Dona Auristela cuidava da sede na fazenda do meu avô. Quando estávamos lá, ela fazia a nossa comida. O sabor era delicioso, o tempero, o arroz soltinho, o feijão no ponto, até a salada ficava boa; difícil menino gostar de verdura, né?

Mais tarde, dei um jeitinho de entrar na cozinha, ela não gostava que entrássemos ali, mas eu fui de enxerido, e tratei logo de xeretar a pia. Vi sabão, desses feitos na roça, palha de milho, uma pedra e um potinho cheio de areia. Foi aí que compreendi que arear tinha tudo a ver com areia, ela passava areia fina nas panelas, lavava com perfeição, quase obstinação.

Enquanto brincávamos no quintal, acompanhávamos os serviços no curral, nadávamos nos poços limpos do ribeirão da Ponte Alta, ela cuidava da cozinha, lavava e pendurava as panelas nas paredes, passava pano no chão.
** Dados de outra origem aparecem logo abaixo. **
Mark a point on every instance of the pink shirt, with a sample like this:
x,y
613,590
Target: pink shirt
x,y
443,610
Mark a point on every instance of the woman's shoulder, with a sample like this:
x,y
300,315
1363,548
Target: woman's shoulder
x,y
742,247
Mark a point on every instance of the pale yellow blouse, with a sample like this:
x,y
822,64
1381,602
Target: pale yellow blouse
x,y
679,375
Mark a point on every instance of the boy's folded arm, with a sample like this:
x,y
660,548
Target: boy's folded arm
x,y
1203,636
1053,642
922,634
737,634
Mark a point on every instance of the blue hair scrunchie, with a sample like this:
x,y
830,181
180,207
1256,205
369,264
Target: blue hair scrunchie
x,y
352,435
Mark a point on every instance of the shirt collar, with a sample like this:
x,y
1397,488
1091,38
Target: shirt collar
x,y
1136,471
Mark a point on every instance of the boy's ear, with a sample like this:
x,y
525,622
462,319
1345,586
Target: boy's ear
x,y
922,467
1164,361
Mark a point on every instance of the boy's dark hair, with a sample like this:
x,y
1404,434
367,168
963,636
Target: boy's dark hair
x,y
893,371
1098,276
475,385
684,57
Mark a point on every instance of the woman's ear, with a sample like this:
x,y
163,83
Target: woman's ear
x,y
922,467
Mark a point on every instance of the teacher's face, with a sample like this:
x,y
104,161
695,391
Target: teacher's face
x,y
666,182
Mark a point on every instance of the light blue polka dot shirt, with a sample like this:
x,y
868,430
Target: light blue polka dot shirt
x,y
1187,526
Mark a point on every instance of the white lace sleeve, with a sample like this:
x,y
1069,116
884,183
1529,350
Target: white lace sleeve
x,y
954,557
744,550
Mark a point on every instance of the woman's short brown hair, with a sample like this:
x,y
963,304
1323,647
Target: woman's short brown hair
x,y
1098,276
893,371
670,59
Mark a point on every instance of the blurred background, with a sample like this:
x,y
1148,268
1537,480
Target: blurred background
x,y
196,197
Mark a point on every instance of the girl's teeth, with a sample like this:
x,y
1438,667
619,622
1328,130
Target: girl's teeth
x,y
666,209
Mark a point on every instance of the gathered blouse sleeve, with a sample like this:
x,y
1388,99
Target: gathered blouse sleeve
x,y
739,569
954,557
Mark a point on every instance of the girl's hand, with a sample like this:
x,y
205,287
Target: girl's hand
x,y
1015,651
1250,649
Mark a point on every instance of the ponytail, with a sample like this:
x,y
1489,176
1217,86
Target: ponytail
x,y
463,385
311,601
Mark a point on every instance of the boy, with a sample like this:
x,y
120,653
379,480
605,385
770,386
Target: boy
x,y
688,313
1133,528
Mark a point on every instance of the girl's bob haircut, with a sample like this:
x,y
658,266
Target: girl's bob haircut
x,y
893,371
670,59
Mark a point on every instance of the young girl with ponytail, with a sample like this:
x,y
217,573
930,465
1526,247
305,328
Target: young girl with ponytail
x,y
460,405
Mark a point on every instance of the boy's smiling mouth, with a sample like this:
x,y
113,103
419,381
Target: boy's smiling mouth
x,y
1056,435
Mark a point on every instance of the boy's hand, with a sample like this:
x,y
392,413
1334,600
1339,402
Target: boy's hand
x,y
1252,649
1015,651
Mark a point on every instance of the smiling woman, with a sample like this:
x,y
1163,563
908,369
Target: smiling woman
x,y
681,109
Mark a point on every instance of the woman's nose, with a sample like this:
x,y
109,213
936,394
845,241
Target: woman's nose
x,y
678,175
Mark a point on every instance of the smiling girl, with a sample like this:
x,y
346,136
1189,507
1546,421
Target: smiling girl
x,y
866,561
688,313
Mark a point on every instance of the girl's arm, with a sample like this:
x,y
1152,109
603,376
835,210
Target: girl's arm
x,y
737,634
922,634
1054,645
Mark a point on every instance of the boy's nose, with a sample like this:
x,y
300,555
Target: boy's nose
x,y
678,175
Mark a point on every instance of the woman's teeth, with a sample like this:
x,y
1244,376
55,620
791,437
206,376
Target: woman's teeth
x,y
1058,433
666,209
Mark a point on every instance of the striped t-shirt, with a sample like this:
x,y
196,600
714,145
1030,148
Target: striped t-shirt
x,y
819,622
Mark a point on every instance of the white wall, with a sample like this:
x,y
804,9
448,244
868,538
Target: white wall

Na hora do jantar, tudo estava pronto, preparado, gostoso.

Aquela organização me encantava. A lenha, cortada em tamanho padronizado, separada dos gravetos, dos sabugos, da palha. Os panos de enxugar as mãos, pegar as panelas quentes e secar a louça eram lavados diariamente. O fogão encerado com vermelhão, tudo muito simples, mas feito com dedicação e carinho. Vez ou outra, ela se espantava com nossa displicência, com nosso descaso em relação às regras, incompreensíveis para nós, como horários, a proibição de leite com manga e outras normas que quebrávamos, ainda que com reverência.

Nessa época, eu estava encantado com “Libertinagem”, do Manuel Bandeira. Seus 38 poemas apresentavam uma poesia livre, solta... Alguns deles fazem parte, até hoje, da minha memória poética: “Diga trinta e três, trinta e três...” Que maravilha! “Pneumotórax” e seu “tango argentino”. "Poética”: “Estou farto do lirismo comedido/do lirismo bem comportado...”. Era uma espécie de senha revolucionária: “Não quero mais saber do lirismo que não é libertação”. Sei lá como interpretávamos, mas era mágico. Se algo desse errado, iríamos embora: "Vou-me embora pra Pasárgada". Não tinha coisa melhor!

As panelas e a comida da Dona Auristela eram pura poesia, assim como o texto do Manuel Bandeira, que brilhava no nosso imaginário adolescente. Certa vez, me distraí e esqueci o livro sobre a mesa, deixei pra trás o livrinho de estimação. Fiquei chateado, mas, na hora do jantar, vi que ela tinha guardado, embrulhadinho num pedaço de papel pardo. Que alívio! Afinal, estava em boas mãos.

Manuel Bandeira (1886 – 1968). Para nos lembrarmos do grande poeta no cinquentenário de sua morte. “Libertinagem” foi publicado em 1930.